SpaceX (SPCX) has climbed more than 40% since its June 12 debut to a roughly $2.5 trillion market value, making it the sixth-largest company in the world and worth nearly twice the entire bitcoin market.
Some of that move is a supply-side quirk. Only about 4.2% of SpaceX's shares were available to trade on day one, so a small pool of stock is setting the price for the whole company.
SpaceX's appeal for investors is that it is no longer just a rocket company. The Elon Musk-owned firm's February acquisition of xAI - also owned by Musk - brought the Grok models and data centers with it, putting the company in direct competition with AI heavyweights Anthropic and OpenAI, both of which have filed to go public.

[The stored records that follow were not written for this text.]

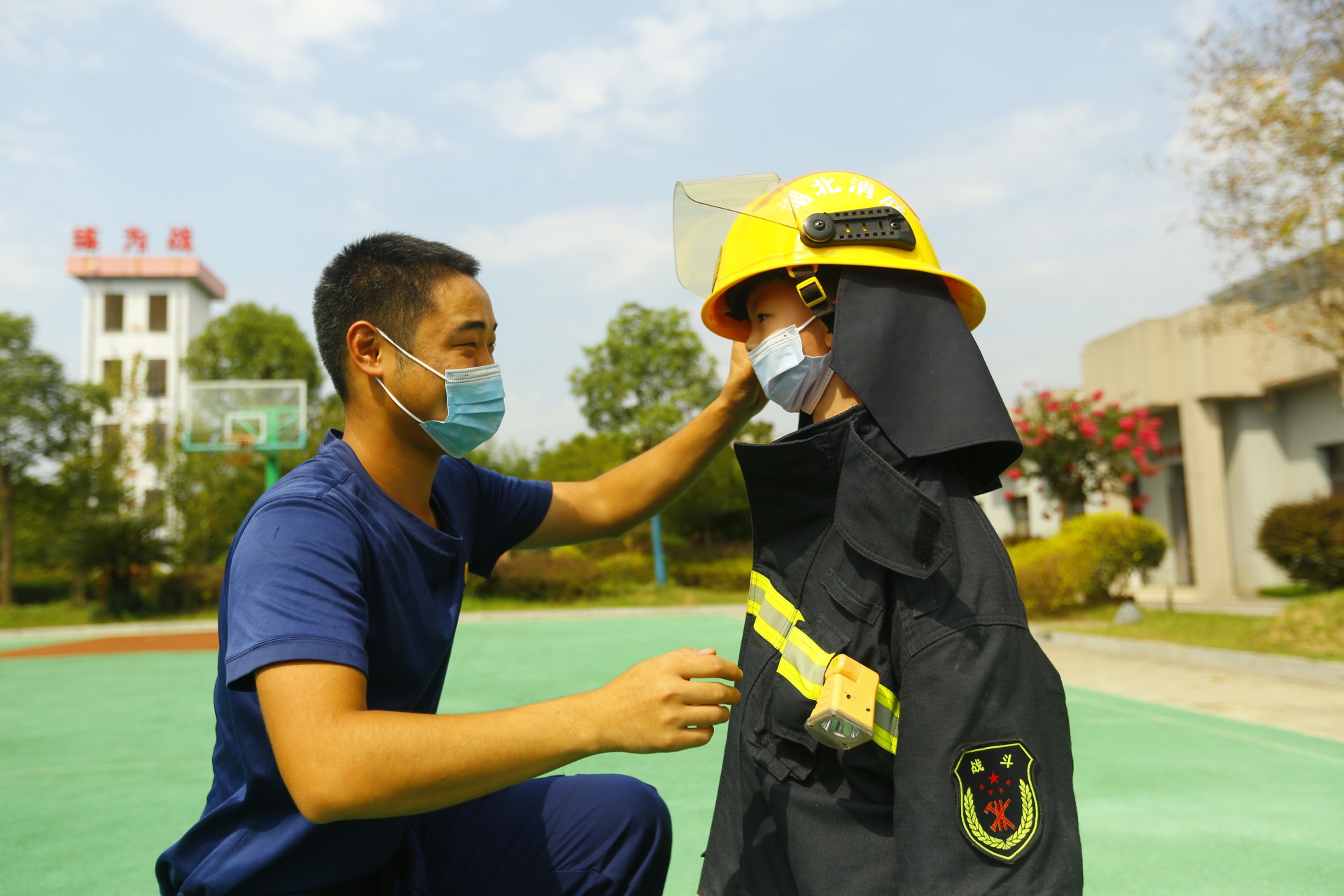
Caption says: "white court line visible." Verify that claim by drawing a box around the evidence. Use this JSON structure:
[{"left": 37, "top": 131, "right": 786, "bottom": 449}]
[
  {"left": 0, "top": 759, "right": 206, "bottom": 778},
  {"left": 1068, "top": 688, "right": 1344, "bottom": 766}
]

That is the same innovation complex crypto trades alongside, and such a rise is a sign of where risk capital and retail attention are going.
The entire bitcoin market is worth about $1.2 trillion as of Wednesday. SpaceX, at $2.5 trillion, is worth nearly twice that, and it is drawing from the same risk budget that flows to crypto - the point ARK made earlier this week when it funded its SpaceX buying by selling other holdings.
The caution is that expectations now leave little room for error, with some analysts warning that a SpaceX stumble would hit the broader market and the AI winners with it.
"With the expectations already sky high, there is little room for error," Lukman Otunuga, head of markets at FXTM, told CoinDesk in an email. "Should SpaceX disappoint down the line, the fallout will hit the broader stock market, as well as the beneficiaries of the AI boom."
The numbers support that worry. SpaceX posted a $4.94 billion net loss in 2025 on $18.67 billion of revenue, and at $2.5 trillion, it trades at more than 130 times sales, a multiple some call meme-stock territory.
As such, SpaceX announced Tuesday that it has formally agreed to take over Cursor in a deal that values the AI coding startup at $60 billion. Cursor investors will have the right to receive SpaceX stock based on the implied equity value of Cursor, according to a company filing.